Он родился в апреле 1915 года в Хемнице (вскоре семья переехала в Берлин) в обеспеченной семье, где любили и ценили искусство, где в семейной коллекции хранились в оригиналах рисунки Каспара Давида Фридриха, Филиппа Рунге и других великих художников Германии эпохи романтизма. Материальную обеспеченность своих детских и отроческих лет Хермлин ощущал как явную несправедливость по отношению к обездоленным и обделенным судьбой. В шестнадцать лет он (вначале не порывая с семьей) вступает в германский комсомол; после захвата власти Гитлером уходит в подполье и в типографии, где он работает, тайно печатает написанные им антифашистские листовки. В 1936 году он эмигрирует; судьба изгнанников (по крылатому выражению Брехта, «менявших страны чаще, чем башмаки») бросает его «из края в край» (Тютчев), по разным странам Европы и Азии. Отец поэта погиб в концлагере Заксенхаузен, а его брат Альфред, ставший летчиком Британских ВВС, — в воздушных боях в годы войны. Хермлин воюет в Испании на стороне республиканцев, сражается в отрядах французских партизан; попадает в руки властей Виши, которые заключают его сначала в один, потом в другой концлагерь (близ Агда и близ Гере). Однако ему — с помощью французских патриотов — удается бежать в Швейцарию, где и были напечатаны его первые стихи; сразу после краха «тысячелетнего рейха» он возвращается на родину.
Как и многие антифашисты своего поколения, Хермлин горячо уверовал в революцию как символ свободы, в путеводную звезду нового Вифлеема, за которой, подобно волхвам, должен идти и он сам, и все народы. С этим связана отличительная черта иных его стихов о революции: страстный порыв к воле у него (как и в «Двенадцати» Блока или у А. Белого, С. Есенина, в «Песнеслове» Н. Клюева) выражен образным языком ранних евангелистов. Такой «пережиток» ставил в тупик первых русских переводчиков, и эти стихи позже пришлось переводить уже заново. Оставшись верным выбору, сделанному в юности, он (и, как мы знаем, не он один!) связал свою судьбу с ГДР и долго не хотел верить тому, что было слишком очевидно. Плодом этих иллюзий явилось малоорганичное вторжение публицистики в некоторые (но далеко не во все!) его стихи первых послевоенных лет. Однако, оценивая этот выбор, нельзя забывать и о том, что немногим позже, по словам знаменитого философа Карла Ясперса, в ФРГ пришли к руководству некоторые «политики, несшие ответственность за приход к власти в 1933 году Гитлера и национал-социалистов», [1] Карл Ясперс.

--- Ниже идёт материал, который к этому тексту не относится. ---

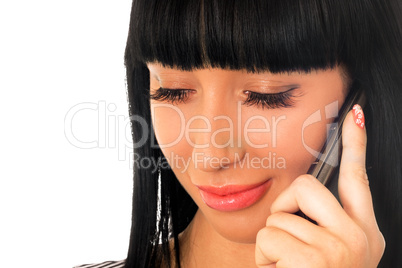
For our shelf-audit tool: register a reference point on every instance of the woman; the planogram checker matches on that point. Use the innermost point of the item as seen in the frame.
(216, 85)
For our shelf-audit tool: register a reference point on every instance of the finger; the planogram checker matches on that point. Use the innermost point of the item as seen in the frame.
(274, 246)
(353, 187)
(307, 194)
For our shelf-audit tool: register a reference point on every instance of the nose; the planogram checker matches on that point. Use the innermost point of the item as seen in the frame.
(215, 135)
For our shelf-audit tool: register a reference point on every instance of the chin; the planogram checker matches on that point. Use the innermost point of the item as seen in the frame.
(240, 226)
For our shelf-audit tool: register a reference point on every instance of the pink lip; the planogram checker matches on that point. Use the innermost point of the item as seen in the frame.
(233, 197)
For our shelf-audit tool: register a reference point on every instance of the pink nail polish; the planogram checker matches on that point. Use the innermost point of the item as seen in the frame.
(358, 115)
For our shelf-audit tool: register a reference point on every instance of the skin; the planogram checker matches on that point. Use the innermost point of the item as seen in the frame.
(267, 233)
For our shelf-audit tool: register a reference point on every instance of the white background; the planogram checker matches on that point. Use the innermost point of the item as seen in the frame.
(60, 204)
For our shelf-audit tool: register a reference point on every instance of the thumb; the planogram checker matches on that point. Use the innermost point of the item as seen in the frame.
(354, 191)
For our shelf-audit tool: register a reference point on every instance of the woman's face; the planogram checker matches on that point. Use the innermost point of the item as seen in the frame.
(235, 140)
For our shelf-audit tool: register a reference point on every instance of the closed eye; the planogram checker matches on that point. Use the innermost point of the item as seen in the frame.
(263, 100)
(270, 101)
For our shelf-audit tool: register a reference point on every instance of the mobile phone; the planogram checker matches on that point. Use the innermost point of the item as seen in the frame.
(326, 167)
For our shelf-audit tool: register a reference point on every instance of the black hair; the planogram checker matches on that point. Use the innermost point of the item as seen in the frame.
(278, 36)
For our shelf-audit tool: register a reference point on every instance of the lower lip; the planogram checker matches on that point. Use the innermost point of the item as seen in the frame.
(236, 201)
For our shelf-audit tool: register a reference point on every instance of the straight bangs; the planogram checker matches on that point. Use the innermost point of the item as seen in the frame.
(256, 35)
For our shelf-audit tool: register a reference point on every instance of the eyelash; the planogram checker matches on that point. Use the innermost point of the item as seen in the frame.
(269, 101)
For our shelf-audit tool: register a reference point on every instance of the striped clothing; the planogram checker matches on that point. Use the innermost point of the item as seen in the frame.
(106, 264)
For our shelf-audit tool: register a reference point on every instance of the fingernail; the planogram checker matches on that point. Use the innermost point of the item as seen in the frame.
(358, 115)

Куда движется ФРГ? М., 1969, с. 154.
явно возникли «тенденции к дискредитации свободного духа», множились солдатские союзы, прославлявшие «подвиги» войск СС, нагло и безнаказанно осквернялись еврейские кладбища… Так продолжалось до начала семидесятых годов (о чем можно прочесть в романах Бёлля и Андерша), не случайно именно в эти годы тот же Ясперс и Альфред Дёблин добровольно покинули ФРГ… С середины пятидесятых годов Хермлин прозревает и начинает упорную и энергичную борьбу против бюрократических извращений, против того, чтобы, как он писал, Бодлера именовали декадентом, а жалких эпигонов — классиками реализма.
Эта борьба позднее обрела новое измерение: когда Вольф Бирман был лишен гражданства ГДР, именно Хермлин стал инициатором мощной акции протеста, в которой участвовали многие выдающиеся деятели культуры. К сожалению, нигде в исследованиях наших германистов (в том числе и в порученной мне главе о Хермлине в академической «Истории литературы ГДР», 1982 г.) не было ни малейшей возможности сказать о том, каким нападкам не раз подвергался Хермлин в выступлениях партийных деятелей и в печати ГДР, подчас принимавших характер дружной и ожесточенной травли. Вместе с тем поэт считал своим долгом (подобно Андрею Платонову или Осипу Мандельштаму, творчество которых он знал и высоко ценил) оставаться там, где оставались миллионы его соотечественников, хотя его книги в это время уже постоянно издавались и в Восточной, и в Западной Германии. Подобную же позицию занял тогда и Иоганнес Бобровский.